PETER HOWSON O.B.E. (SCOTTISH 1958-) §
FACE OF BRITAIN III, 1991
£12,500
Contemporary & Post-War Art // Prints & Multiples
Auction: Contemporary & Post-War Art: 06 April 2022 | From 11:00
Description
Signed stretcher verso, oil on canvas
Dimensions
213.5cm x 153cm (84in x 60in), unframed
Footnote
Exhibited: Flowers East, London
Note: In the late 80s and early 90s, Howson embarked on a thematic exploration of what his biographer Robert Heller describes as his ‘Patriots’: the fascists, the football hooligans, the bully boys of the UK... “People who use brute force for brute ends”. It would go on to become the facet of his work for which he is arguably best known.
‘Face of Britain III’, dates to 1991, and is a significant iteration of this theme. This monumental and muscular ‘Game Boy’ raises his fist in a gesture pitched somewhere between a neo-Nazi salute and the celebratory stance of a football fan or roused member of a street mob. He sports the typical uniform of baseball cap and too-tight t-shirt, a nod of ridicule on Howson’s part, but with sinister “wrist gauntlets that furl out into a threatening combination of football scarf and leather strap”. The figure’s face is contorted into a mask of “swinish hate”, as Heller puts it.
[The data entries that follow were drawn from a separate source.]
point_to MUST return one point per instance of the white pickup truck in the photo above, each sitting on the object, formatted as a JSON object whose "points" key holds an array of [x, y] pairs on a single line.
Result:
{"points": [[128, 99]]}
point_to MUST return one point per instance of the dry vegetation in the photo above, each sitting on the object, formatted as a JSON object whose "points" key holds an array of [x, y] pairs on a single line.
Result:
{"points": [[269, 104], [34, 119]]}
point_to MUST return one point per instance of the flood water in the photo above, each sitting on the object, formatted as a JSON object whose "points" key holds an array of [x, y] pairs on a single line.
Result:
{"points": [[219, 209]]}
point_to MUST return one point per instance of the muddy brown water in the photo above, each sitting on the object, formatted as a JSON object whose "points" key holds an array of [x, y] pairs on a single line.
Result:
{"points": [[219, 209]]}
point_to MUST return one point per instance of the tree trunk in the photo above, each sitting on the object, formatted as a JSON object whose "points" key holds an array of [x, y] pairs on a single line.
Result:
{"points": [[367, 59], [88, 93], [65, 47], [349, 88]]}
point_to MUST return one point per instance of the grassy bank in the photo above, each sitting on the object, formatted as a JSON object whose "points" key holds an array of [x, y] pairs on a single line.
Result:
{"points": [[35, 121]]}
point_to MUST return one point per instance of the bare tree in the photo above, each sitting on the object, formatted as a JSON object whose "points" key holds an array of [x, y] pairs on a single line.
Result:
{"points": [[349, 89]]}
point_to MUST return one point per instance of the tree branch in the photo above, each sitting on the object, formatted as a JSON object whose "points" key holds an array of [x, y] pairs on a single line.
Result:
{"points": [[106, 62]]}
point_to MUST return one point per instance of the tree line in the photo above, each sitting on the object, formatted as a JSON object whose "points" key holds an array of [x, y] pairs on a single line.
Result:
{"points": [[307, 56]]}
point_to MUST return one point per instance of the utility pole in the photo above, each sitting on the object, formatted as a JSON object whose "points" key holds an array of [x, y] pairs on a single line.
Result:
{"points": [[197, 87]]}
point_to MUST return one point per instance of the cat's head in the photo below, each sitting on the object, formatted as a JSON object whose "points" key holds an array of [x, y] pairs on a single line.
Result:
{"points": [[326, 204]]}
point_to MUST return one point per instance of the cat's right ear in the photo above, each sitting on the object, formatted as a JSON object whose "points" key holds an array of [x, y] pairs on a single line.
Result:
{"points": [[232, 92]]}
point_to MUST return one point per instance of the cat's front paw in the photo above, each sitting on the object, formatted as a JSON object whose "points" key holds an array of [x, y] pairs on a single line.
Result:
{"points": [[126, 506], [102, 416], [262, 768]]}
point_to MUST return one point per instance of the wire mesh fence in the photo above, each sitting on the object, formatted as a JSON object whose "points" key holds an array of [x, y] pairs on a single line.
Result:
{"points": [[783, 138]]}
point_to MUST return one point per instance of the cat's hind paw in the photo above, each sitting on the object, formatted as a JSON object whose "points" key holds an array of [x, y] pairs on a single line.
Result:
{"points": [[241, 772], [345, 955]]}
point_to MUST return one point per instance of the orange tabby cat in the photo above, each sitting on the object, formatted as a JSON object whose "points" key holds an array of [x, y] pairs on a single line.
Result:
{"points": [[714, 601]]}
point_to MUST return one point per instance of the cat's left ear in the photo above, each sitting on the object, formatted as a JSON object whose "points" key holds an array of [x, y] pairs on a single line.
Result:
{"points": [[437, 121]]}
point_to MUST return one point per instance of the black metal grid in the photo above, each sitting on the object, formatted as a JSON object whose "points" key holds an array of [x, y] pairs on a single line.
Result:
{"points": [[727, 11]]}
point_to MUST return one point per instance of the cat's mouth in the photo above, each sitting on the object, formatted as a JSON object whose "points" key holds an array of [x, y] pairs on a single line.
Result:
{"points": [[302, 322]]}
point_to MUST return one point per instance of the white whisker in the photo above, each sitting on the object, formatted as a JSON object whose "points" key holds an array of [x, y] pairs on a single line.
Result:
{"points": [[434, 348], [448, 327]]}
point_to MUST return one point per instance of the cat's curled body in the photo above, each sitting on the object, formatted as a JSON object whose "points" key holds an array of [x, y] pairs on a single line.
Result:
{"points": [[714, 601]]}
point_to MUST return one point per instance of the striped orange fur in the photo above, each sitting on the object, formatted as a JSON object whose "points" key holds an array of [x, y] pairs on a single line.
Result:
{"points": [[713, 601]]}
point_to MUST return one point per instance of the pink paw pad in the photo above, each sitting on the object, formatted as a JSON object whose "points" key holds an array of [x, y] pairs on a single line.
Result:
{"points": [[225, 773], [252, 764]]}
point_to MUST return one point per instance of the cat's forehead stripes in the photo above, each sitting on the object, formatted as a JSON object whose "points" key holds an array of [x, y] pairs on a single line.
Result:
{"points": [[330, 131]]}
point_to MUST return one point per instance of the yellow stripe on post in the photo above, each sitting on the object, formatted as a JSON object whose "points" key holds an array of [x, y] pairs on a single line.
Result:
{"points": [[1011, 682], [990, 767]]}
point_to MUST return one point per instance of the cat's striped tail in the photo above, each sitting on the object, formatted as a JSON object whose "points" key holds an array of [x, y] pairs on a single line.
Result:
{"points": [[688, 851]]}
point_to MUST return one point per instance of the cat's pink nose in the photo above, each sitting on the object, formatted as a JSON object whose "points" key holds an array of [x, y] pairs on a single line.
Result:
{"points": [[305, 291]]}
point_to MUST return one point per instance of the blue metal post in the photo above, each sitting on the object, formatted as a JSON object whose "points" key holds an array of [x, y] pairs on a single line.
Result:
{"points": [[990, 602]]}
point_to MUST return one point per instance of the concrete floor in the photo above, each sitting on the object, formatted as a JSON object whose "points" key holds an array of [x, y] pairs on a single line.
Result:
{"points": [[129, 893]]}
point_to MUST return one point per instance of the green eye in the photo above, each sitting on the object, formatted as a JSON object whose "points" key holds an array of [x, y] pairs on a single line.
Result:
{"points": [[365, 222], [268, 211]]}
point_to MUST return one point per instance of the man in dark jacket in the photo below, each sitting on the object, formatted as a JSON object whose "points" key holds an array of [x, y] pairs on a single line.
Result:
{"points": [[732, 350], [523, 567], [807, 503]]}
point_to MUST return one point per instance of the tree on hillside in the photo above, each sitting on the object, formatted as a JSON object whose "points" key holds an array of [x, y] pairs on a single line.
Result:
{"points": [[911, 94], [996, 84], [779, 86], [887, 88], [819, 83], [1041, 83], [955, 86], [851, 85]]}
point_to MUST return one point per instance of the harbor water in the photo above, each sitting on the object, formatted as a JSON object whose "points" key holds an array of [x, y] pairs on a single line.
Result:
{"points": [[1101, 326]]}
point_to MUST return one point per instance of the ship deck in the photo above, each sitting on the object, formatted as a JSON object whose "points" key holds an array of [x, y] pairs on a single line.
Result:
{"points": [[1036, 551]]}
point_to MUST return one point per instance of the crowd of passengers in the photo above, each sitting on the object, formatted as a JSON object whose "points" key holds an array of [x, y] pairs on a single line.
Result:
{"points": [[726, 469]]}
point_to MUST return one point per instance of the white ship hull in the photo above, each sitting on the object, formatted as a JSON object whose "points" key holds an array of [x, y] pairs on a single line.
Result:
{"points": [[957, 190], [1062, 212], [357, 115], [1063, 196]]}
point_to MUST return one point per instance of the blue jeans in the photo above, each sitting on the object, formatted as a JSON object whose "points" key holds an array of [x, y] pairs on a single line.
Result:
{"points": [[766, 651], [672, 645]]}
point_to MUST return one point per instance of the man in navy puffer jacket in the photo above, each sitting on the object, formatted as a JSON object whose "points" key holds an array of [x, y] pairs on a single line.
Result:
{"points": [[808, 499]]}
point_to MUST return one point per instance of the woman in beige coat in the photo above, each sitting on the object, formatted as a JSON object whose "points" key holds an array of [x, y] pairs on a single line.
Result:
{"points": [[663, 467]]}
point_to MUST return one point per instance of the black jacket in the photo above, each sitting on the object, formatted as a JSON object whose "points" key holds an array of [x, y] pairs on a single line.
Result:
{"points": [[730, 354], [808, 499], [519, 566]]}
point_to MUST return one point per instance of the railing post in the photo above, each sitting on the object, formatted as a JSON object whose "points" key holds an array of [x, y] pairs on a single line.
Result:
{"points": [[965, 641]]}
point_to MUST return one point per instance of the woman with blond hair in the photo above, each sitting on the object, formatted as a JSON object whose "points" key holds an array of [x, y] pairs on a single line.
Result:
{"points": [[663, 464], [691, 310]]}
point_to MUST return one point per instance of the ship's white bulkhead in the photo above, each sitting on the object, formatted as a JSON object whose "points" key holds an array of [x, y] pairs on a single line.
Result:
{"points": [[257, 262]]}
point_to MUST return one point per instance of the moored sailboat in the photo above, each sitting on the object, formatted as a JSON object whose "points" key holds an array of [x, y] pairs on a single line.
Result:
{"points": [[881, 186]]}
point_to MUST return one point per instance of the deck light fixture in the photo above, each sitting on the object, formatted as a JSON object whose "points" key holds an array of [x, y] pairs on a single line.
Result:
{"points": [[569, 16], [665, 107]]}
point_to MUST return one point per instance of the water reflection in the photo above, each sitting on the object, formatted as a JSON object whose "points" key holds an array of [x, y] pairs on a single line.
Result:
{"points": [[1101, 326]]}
What Howson sought to achieve through these works was an exorcism of his own violent side, but most of all they are a social study of “the universal theme of man’s inhumanity to man”, an interrogation of the darkness that drives man and the masses, and to hold a mirror up to one of the darker ‘Faces of Britain’ that we would perhaps rather not acknowledge. Howson’s experience at the hands of such figures had “an ineradicable impact on (his) psyche”.